Why would weak-FTR languages promote future-oriented actions?
Psychologically, it’s similar to why jokes are always told in the present tense: it makes the past feel more immediate. A joke is told like, “A man walks into a bar and says to the bartender,” never, “A man walked into a bar.” Humor depends on surprise and immediacy; it doesn’t work when told in the past tense. In the same way, languages that force speakers to talk about the future as if it were the present can lead them to act as if the future were closer, which can have positive effects on choices like how much to save. I found that weak-FTR speakers were 31 percent more likely to have saved in a year and accumulated 39 percent more wealth by retirement.
So many other factors affect our decisions. How did you account for them?

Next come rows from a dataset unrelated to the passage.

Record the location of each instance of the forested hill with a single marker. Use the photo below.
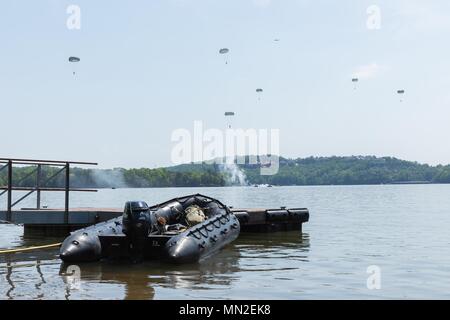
(305, 171)
(349, 171)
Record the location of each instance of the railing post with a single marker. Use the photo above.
(67, 188)
(38, 186)
(9, 204)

The problem is comparing across countries; a lot of things are different. There are nine countries with a lot of richness in their future-time structure between languages within the country: Belgium, Burkina Faso, Ethiopia, Estonia, the Democratic Republic of Congo, Nigeria, Malaysia, Singapore, and Switzerland. I obtained rich family-level data for each and matched pairs of families that are identical on a bunch of dimensions: marital structure, income, educational achievement, and age for the head of household. When you have people attending the same church, in the same country, and going to the same schools, the research comes close to netting out effects of culture.
What inspired your research?
Lera Boroditsky did amazing work on how different languages affect color perception. She found that different languages chop up the color spectrum into different chunks. Where does red stop and orange begin? You see the natural metaphor here. Color is a continuous thing that language cuts into different pieces. The same is true of time.
What should people take away?
I do this work to help researchers get a better grasp on what drives people’s decisions. I hope the research gets to a point where one can start designing tools to aid decision making. The ultimate goal is to increase people’s understanding of the subtle things that drive their own decisions and help make them better stewards of their own future.